OLAF, the EU anti fraud agency, may reopen its case against former Commissioner John Dalli after it learnt that he travelled to the Bahamas last summer as part of a quest to move millions of dollars, the International Herald Tribune reports today.

It said when he was asked about the previously undisclosed trip on July 7-8 to a Caribbean island known for its secretive banks and sun-swept beaches, Mr Dalli said on the telephone that he had gone to meet unidentified friends.

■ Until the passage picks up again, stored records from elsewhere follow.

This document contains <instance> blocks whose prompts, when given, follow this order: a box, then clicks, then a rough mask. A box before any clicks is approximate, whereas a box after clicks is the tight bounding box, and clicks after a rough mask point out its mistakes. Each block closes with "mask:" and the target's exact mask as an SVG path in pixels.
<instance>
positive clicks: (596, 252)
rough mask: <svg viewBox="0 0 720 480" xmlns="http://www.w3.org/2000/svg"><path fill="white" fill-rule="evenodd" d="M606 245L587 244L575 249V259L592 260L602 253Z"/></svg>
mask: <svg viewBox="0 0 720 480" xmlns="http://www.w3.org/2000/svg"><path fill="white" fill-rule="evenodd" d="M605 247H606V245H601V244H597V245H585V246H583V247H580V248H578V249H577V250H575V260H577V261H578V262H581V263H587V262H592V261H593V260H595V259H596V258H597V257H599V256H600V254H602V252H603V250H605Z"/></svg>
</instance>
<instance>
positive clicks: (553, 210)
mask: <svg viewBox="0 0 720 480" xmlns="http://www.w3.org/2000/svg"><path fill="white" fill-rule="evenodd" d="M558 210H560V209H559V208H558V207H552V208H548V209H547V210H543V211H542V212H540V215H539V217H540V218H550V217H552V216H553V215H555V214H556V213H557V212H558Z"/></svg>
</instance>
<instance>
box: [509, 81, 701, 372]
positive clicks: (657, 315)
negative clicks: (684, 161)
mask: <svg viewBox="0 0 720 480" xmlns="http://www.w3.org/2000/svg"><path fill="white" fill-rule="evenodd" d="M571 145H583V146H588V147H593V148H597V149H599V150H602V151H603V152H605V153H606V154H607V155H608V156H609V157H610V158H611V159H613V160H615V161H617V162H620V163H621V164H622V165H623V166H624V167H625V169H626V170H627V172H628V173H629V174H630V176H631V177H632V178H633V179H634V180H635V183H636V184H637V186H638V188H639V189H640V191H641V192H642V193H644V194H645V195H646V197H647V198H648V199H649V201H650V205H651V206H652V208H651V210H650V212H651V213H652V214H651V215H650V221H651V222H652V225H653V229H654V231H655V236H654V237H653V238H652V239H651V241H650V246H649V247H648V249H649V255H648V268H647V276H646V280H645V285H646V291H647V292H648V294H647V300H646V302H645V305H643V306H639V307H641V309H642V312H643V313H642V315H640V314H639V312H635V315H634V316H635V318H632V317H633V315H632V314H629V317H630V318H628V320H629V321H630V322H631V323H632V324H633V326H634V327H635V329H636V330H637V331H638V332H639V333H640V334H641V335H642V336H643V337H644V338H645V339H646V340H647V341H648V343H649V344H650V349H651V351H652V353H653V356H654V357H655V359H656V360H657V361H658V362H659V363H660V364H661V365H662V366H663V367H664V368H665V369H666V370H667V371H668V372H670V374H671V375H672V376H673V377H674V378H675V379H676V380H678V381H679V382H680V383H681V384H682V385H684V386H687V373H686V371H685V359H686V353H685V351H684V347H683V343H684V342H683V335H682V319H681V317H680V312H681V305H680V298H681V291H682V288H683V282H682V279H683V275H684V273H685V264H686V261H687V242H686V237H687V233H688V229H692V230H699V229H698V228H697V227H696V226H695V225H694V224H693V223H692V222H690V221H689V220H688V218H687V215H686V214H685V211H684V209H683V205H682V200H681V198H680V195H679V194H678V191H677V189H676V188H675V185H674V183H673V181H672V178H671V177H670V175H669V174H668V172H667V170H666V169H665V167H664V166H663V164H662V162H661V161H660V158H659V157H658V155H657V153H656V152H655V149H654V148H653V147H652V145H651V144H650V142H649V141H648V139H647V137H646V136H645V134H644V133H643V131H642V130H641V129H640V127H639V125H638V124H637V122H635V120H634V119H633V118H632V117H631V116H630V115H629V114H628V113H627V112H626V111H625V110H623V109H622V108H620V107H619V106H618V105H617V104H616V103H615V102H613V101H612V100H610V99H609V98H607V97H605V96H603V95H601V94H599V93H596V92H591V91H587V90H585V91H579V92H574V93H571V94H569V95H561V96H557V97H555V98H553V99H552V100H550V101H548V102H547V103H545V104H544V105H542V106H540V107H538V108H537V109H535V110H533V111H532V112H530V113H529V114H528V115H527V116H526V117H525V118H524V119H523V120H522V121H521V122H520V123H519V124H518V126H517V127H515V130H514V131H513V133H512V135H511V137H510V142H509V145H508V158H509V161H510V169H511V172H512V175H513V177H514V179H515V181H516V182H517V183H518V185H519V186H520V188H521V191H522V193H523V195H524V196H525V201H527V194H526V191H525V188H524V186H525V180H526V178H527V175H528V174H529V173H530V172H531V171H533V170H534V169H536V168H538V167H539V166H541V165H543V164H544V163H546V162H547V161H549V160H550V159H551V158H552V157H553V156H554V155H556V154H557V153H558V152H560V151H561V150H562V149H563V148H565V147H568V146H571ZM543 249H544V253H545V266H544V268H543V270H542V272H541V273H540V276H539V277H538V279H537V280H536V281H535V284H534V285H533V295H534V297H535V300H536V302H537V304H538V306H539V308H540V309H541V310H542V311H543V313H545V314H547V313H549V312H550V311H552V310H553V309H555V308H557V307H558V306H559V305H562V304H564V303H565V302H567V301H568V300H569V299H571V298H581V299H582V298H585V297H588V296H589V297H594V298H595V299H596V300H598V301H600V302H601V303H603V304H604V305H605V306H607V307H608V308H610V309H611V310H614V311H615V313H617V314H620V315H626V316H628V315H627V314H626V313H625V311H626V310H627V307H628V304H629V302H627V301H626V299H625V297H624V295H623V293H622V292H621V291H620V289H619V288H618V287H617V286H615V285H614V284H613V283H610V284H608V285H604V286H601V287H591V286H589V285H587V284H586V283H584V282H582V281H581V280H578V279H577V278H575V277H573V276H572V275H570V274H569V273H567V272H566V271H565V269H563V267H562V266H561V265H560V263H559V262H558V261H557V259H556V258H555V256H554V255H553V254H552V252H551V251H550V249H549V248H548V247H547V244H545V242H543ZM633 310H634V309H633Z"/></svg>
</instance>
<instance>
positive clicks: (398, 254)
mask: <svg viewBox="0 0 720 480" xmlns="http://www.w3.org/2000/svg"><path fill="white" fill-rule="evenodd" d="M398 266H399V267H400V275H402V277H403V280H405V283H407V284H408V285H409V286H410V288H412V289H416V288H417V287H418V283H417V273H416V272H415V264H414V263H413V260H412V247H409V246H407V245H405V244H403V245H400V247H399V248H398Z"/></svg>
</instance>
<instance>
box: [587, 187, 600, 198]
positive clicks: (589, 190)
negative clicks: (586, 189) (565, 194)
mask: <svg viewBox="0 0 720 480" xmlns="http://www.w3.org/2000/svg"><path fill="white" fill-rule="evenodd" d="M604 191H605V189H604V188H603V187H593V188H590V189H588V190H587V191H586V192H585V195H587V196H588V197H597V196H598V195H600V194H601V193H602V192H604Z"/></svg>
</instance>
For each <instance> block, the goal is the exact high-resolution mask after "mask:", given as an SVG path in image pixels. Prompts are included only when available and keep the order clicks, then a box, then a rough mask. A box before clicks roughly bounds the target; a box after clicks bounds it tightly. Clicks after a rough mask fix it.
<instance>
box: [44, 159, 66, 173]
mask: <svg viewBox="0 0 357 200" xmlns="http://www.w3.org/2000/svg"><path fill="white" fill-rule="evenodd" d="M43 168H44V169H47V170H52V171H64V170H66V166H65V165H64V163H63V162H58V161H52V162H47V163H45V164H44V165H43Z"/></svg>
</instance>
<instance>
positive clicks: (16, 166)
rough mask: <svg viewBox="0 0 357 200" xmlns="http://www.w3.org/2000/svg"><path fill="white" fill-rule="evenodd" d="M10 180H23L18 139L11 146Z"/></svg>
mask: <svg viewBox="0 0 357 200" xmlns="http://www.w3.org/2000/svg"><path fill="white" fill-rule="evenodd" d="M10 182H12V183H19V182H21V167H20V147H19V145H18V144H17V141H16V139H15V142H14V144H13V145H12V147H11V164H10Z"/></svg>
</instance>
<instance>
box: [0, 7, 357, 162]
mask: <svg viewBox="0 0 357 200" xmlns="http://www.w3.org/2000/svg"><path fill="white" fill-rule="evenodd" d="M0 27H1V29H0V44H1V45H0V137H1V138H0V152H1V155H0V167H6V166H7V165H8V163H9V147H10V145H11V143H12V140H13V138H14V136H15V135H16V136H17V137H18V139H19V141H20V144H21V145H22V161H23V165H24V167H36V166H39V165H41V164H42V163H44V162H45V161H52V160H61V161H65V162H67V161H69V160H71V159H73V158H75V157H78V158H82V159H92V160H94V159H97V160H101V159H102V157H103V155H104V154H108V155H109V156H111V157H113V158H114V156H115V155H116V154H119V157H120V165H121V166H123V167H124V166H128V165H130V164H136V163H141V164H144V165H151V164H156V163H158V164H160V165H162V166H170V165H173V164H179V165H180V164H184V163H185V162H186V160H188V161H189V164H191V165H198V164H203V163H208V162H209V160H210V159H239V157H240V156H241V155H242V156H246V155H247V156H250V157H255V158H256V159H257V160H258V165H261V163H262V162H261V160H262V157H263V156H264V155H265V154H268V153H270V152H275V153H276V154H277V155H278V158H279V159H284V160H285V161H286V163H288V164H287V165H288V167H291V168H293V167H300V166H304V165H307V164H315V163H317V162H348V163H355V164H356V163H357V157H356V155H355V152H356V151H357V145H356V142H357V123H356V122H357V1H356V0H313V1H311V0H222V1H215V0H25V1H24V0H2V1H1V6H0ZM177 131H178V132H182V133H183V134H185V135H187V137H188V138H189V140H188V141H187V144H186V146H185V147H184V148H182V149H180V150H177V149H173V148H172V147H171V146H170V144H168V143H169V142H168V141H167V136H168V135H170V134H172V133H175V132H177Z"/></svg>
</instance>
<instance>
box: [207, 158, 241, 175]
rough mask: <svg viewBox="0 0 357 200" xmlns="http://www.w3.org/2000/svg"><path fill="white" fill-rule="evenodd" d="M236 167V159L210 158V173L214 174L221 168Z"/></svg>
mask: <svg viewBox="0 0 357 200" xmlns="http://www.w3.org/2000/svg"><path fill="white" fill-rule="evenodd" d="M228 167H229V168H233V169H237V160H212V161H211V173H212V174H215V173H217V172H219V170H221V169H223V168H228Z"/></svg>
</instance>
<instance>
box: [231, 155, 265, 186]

He said he had returned at least once in the summer as part of efforts to arrange financing for a philanthropic project.

Barry Connon, a Bahamas resident who rented Mr Dalli’s family a villa on the island, said he recalled being told by Mr Dalli that he planned to transfer ‘large amounts’ of money for an unspecified venture, the newspaper said.

Asked about sums of up to $100 million, Mr Dalli said the money was not for him, that he was acting on behalf of other people who wanted to set up a ‘trust’ and that the project was ‘very personal’ and ‘very confidential'. Its purposes, he added, was to help people in Africa.

There was nothing out of this world about the Bahamas visit, Mr Dalli said.

The Herald said he declined to detail the Africa project, but said that while ‘it has not been set up yet’ the ‘process is still going on’. He specified later that he did not have any accounts in the Bahamas.

On a follow-up trip to the Bahamas later in the summer, Mr Dalli stayed in a four-bedroom villa rented at $8,000 a month.

A copy of the lease seen by The New York Times showed that the villa, Seaview Beach, was rented to Claire Gauci Borda, one of Mr Dalli’s daughters, on July 14, 2012.

The newspaper said that Mr Dalli, according to one commission official who spoke on condition of anonymity because of the sensitivity of the issue, concealed his July trip to the Bahamas by phoning officials to say that he intended to spend the weekend in Malta to see his family.

OLAF, the EU’s anti-fraud commission which brought about Mr Dalli’s departure from the European Commission in an investigation on alleged trading in influence regarding the Tobacco Directive, said it did not know of the trip and that it would look into the matter ‘suggesting it could reopen its investigation’.

“As is usual practice, OLAF will duly consider any relevant new evidence, within its remit of competence,” the office said in a statement sent by e-mail to the newspaper.

It said that even so, Mr Dalli’s philanthropic mission does echo the description by Mr Connor, the Bahamas landlord of some of the family’s activities and their guests, some apparently from church groups in the United States.

“Normally you get some people coming here with some sort of scheme, and they’ve got investors and they’re all going to do this and do that,” Mr Connor said in a telephone interview. “No” he said, “they just had money coming and they were going to invest it into charities.”

“It was not like they were looking to make money - they were looking to spend money, which is the reverse” of what people normally are seeking when they arrive in the Bahamas, he said.